If you haven’t seen the movie Midnight in Paris I highly recommend it. I liked it very much. The cinematography, the colors, the story itself, the message in the story are all visual and cerebral treats. If you are interested in technical details, then the movie was filmed on celluloid (film, 35mm) and specifically on Kodak Vision3 200T (5213) and Vision3 500T (5219). You can geek out on more specs here. Now, I cannot cite it without introducing a little spoiler. I hope it is not so big that it will ruin the movie itself. Of course, if you have seen the movie then you know this already and needn’t be concerned. In the movie, Gil, a 21st century writer, is fascinated with a bygone era and meets Picasso’s girlfriend, Adriana, from the 1920s. Adriana, in turn, likes the 1890s. When she meets Gil, she takes him to that time, where they meet the painters Toulouse-Lautrec, Gauguin and Degas. These three, however, are enamored with a time period even further back, the Renaissance. I won’t tell you any more. Woody Allen tells a very nice story and to find out what actually happens, you have to watch the movie.

People from every era think that the past was great and their contemporary times are but a shadow of a greatness long gone. This nostalgia is real and can be found everywhere. Does it mean that the earlier time was truly better? Who knows? After all it is only judged in hindsight. People living in a different time probably did not find it any more romantic than we find our present time. And if we were to go back, perhaps we would find our idols lamenting about some other era in the same way.  The grass is greener on the other side. The grass was greener at an earlier time. It is our romance with the unattainable. We tend to see the past with rose-colored glasses. It is why we like to read old books, watch old movies. They are all portals to the past. Nowadays, everybody has a camera: if you have a mobile phone, you have a camera. And we use this camera to document our present time in a billion ways. There is no mystery, no veil, no unattainability. In contrast, very few people had a camera sixty years ago. And those that did probably used it sparingly: for holidays and portraits, (unless they were professional photographers, of course). Street photography as we know it today didn’t exist then. If you had a camera during the 1950s and if you took a lot of photos, you could be one of very few people doing so. And in doing so you would be recording history on film for posterity to look back on. If these photos came to light fifty years later, it would spark great interest, if for nothing else, then for the sheer fact that they are from a different era and therefore like a time machine. Given our nostalgic nature, even the most mundane content from history would appear sublime and inspired.

Vivian Maier photographed Chicago and New York City (and perhaps many other places) fifty to sixty years ago. She may have continued doing so late into the 2000s but it is her nostalgia inducing photos that get the most praise. Her photos are good no doubt, but we have to ask ourselves if we aren’t looking at the photos in the same way as Gil looks at the 1920s from the movie I described above. Cameras were not common in Maier’s time. Photos of that era are not very common.

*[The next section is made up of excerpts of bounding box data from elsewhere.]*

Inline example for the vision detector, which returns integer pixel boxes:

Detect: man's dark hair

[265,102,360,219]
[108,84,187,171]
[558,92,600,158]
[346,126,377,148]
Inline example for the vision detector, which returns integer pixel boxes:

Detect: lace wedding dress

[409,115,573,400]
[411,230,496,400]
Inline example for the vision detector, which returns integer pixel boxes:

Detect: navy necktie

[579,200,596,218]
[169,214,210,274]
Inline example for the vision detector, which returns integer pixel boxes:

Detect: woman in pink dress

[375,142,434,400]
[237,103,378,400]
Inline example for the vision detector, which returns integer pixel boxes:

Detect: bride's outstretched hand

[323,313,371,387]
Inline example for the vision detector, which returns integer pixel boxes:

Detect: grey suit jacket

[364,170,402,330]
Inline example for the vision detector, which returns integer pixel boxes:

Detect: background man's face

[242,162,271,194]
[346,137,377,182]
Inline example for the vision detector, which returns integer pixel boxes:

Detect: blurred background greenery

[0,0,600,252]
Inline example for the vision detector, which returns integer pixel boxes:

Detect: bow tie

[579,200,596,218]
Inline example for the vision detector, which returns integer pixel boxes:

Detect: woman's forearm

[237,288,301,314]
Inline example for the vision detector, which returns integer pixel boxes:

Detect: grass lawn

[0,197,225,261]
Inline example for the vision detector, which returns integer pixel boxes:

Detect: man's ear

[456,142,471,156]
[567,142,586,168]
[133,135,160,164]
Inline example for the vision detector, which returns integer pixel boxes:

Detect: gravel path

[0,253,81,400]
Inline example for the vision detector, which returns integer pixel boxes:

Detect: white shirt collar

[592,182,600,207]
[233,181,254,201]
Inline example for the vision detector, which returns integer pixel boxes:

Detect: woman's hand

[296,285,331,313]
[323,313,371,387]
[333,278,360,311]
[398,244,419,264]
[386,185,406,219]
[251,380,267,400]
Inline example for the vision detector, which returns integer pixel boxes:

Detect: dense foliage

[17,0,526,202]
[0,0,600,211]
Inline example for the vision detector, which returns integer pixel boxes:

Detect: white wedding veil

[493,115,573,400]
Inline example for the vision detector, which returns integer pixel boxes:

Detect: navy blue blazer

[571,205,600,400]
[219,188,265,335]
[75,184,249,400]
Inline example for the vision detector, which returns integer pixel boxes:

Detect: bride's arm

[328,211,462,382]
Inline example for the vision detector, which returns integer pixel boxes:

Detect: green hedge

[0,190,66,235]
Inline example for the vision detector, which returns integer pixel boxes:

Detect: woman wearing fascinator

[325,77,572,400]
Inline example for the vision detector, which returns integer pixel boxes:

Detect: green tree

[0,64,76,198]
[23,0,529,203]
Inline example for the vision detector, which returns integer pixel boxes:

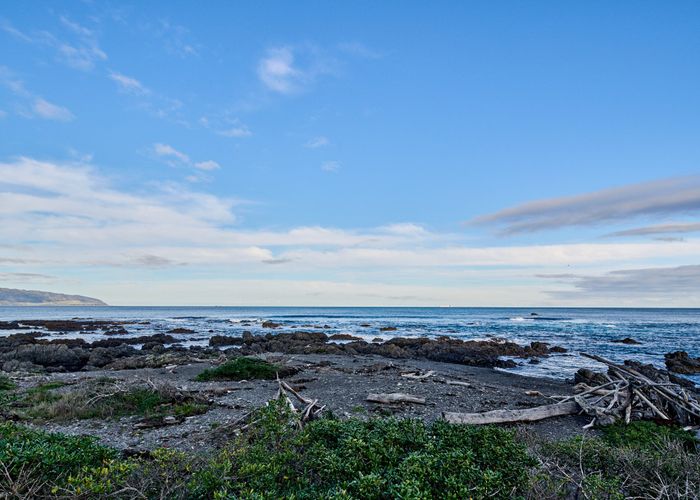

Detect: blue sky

[0,1,700,306]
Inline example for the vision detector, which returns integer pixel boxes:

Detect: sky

[0,0,700,307]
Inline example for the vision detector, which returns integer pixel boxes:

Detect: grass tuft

[195,358,291,382]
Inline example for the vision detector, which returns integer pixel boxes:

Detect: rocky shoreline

[0,320,696,453]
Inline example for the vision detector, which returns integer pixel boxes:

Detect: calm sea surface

[0,307,700,383]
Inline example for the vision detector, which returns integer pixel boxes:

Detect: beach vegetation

[195,357,288,382]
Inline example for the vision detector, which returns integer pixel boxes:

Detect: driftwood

[443,353,700,428]
[442,401,581,425]
[401,370,435,380]
[367,392,425,405]
[445,380,472,387]
[559,353,700,427]
[277,376,326,427]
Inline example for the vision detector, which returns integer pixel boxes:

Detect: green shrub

[0,423,116,497]
[0,374,15,391]
[602,421,698,451]
[530,422,700,499]
[192,403,534,498]
[10,380,208,421]
[195,358,288,382]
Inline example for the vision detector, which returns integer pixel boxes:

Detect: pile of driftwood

[443,353,700,427]
[561,353,700,426]
[276,377,326,427]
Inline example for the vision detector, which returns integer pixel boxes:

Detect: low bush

[7,379,208,421]
[0,373,15,391]
[530,422,700,499]
[0,423,117,498]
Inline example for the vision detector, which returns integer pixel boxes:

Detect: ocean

[0,307,700,384]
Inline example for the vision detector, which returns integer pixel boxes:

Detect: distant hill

So when we look at the photos Vivian Maier took, we are not necessarily objectively looking at photos but at photos from a certain time period. And that makes all the difference. They are not poignant, they are not sublime. They are just old. There are possibly hundreds of photographers now who take very similar photos but we dismiss them because they are current, we criticize them as banal and cliché because there are so many of them. If you disagree, tell me which of her photos you like and why.